3 - The Cairo International Conference Center: Chinese-Exported Architecture in Africa or Afro-Asian Architecture
Thursday, June 12, 2025
11:15 - 13:00 GMT
Location: LAB-02
Presenter(s)
JW
Jin Wang
City University of New York, United States
Presentation Abstract This paper reconsiders the discourse of “Chinese-exported architecture” in Africa and specifically focuses on the Cairo International Conference Center, designed by a team of Chinese architects led by Wei Dunshan and built in 1989. I examine the socio-political contexts of the late 1980s and early 1990s in Egypt and China, introducing how the Center was conceived and realized. Then, I look at publications related to the design and building process as well as contemporary Egyptian reviews, in which a peculiar “Chineseness” was emphasized. This kind of “Chineseness” is also frequently brought up by bourgeoning scholarship on Chinese-built architecture in the Global South, as if wherever and whenever it is built, and however it looks, a building is quintessentially Chinese because it is designed and built by the Chinese. On one hand, this Sino-centric perspective on transnational architecture greatly differs from Western efforts in Africa. The goal of this essay is not to debate whether Chinese transnational architectural practices in Africa are “exploitative” or not, but to foreground the very building, which is usually discussed as a symbol of Afro-China politics.
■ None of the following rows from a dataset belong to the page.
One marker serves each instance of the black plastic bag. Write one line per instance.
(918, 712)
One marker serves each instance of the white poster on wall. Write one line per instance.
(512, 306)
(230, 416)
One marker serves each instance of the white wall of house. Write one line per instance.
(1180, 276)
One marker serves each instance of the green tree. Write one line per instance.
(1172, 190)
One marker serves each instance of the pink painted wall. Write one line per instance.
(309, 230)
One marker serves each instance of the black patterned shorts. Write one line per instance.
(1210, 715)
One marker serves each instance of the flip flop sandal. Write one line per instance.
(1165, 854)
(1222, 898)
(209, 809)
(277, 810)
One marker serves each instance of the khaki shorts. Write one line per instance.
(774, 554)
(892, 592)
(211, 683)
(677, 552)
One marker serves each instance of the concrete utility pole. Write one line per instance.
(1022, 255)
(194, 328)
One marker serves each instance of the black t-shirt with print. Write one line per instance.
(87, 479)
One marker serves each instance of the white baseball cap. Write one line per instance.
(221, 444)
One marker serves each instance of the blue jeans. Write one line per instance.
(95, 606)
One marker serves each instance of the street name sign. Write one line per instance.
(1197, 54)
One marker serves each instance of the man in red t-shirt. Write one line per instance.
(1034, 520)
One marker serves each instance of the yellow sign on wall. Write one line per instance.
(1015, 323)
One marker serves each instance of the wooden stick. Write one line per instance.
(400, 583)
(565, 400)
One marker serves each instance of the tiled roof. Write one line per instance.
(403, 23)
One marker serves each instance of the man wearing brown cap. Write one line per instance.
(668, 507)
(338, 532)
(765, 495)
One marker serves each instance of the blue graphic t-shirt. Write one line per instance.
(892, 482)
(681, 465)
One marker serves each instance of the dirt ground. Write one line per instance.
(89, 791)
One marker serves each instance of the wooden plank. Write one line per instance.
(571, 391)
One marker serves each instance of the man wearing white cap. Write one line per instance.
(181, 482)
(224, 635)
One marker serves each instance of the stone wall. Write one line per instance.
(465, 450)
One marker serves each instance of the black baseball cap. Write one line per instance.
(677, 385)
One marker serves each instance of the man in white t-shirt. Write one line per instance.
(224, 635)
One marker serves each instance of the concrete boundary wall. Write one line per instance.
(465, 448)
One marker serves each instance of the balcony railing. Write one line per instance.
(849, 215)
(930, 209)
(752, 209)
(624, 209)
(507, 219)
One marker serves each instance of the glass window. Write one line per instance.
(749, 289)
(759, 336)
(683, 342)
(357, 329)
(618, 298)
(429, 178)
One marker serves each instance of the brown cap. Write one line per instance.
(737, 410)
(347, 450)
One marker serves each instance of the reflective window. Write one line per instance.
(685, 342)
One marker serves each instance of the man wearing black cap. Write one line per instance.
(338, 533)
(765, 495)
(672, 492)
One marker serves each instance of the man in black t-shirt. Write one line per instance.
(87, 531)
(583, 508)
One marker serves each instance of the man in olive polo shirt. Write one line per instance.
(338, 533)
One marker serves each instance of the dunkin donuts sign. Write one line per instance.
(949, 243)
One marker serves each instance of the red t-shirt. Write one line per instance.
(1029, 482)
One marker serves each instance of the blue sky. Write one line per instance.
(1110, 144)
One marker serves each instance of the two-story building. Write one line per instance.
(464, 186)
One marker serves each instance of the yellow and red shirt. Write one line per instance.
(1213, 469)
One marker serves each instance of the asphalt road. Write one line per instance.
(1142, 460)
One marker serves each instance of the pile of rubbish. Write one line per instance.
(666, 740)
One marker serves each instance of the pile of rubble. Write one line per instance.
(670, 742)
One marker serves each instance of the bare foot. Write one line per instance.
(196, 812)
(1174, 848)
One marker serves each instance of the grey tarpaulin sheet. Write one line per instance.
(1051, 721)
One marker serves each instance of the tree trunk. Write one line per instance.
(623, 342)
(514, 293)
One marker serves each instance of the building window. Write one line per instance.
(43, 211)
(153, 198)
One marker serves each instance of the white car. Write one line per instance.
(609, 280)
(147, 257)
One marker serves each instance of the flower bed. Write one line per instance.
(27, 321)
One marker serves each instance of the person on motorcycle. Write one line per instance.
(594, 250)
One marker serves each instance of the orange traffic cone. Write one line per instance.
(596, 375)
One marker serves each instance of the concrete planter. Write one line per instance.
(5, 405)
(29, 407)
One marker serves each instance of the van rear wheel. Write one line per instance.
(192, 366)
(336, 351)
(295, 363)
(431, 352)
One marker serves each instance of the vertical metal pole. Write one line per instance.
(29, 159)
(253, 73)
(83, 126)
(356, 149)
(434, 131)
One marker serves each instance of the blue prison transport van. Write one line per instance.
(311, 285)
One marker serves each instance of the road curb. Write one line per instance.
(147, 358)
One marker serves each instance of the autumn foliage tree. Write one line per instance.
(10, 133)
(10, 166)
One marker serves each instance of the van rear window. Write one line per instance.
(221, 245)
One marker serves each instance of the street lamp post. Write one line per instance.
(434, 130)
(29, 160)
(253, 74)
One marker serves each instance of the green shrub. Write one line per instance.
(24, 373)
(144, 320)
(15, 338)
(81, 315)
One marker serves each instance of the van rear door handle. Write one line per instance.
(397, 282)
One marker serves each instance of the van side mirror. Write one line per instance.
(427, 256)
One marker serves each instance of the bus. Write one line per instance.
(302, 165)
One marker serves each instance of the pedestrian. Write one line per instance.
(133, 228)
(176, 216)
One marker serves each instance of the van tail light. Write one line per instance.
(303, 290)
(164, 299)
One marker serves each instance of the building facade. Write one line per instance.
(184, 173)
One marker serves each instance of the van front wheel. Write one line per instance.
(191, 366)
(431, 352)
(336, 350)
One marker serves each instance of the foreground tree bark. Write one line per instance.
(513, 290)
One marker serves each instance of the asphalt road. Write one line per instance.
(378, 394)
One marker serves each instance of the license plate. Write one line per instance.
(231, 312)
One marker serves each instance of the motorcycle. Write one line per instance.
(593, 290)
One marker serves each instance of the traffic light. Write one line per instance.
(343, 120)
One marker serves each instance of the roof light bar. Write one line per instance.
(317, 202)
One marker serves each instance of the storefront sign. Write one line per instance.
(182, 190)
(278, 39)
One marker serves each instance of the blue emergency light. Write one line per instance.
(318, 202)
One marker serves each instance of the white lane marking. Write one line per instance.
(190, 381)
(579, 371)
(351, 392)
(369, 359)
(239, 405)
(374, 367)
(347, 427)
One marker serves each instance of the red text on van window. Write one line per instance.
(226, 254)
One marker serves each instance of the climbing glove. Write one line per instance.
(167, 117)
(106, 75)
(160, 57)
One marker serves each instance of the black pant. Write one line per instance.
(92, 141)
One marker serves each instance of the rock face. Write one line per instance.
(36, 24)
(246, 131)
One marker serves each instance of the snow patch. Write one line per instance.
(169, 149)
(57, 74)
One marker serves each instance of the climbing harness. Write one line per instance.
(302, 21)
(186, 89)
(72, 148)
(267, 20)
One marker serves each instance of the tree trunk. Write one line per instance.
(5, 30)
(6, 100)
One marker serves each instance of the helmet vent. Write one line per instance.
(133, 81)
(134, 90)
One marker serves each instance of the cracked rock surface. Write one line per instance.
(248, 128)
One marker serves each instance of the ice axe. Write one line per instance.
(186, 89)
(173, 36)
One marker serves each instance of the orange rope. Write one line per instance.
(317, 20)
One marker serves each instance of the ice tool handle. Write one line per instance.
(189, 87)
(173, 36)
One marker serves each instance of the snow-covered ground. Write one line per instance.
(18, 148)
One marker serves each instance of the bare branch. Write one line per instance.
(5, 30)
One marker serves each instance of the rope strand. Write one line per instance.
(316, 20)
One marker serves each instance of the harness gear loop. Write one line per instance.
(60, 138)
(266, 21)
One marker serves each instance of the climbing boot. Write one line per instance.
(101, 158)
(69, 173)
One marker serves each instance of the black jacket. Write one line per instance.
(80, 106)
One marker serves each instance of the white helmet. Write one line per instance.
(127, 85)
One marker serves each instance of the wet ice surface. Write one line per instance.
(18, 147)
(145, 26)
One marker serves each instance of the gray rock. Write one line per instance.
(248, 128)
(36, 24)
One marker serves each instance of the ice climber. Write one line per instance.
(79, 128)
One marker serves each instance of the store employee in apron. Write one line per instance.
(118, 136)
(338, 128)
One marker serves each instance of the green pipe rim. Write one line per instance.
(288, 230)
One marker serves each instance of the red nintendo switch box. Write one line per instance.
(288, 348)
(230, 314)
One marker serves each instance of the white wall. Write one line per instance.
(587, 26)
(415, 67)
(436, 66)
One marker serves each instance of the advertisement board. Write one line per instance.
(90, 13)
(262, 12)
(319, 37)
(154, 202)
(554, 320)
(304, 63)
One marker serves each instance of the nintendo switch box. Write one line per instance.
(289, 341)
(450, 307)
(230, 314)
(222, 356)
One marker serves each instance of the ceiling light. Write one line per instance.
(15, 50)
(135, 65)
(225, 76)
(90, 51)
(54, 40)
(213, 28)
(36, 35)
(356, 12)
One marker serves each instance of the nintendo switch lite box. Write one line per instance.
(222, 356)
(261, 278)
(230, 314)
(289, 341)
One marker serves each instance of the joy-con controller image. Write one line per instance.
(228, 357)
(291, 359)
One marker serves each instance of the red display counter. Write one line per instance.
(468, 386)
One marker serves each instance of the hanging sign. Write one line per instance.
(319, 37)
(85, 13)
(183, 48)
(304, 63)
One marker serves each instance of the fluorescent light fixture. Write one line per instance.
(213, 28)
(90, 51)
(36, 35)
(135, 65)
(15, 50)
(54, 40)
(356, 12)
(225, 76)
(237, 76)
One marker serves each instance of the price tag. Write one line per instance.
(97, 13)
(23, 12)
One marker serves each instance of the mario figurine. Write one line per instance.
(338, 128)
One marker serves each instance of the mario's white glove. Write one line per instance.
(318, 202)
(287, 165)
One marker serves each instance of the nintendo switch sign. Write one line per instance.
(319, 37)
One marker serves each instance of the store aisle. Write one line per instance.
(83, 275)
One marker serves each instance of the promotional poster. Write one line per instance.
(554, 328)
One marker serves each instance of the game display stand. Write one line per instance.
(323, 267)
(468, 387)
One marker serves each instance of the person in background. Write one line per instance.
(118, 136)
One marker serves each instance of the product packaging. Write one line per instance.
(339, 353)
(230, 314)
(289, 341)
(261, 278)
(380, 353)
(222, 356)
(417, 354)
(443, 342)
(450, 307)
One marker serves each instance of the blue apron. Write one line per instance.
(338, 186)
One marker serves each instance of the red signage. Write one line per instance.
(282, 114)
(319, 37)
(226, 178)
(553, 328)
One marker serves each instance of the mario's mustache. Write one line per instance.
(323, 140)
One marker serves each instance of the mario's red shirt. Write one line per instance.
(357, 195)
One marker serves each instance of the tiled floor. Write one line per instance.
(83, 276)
Considering a specific building, this essay contributes to a new understanding of knowledge formation that connects Afro and Asia without consideration of the West as the “center.” By discussing the design plans, formal languages, and the architect’s comments, my question is to what extent the Cairo International Conference Center is actually “Chinese,” “Egyptian,” or “hybrid” – or maybe quintessentially transnational, international, and/or global in a spirit closer to postmodernism?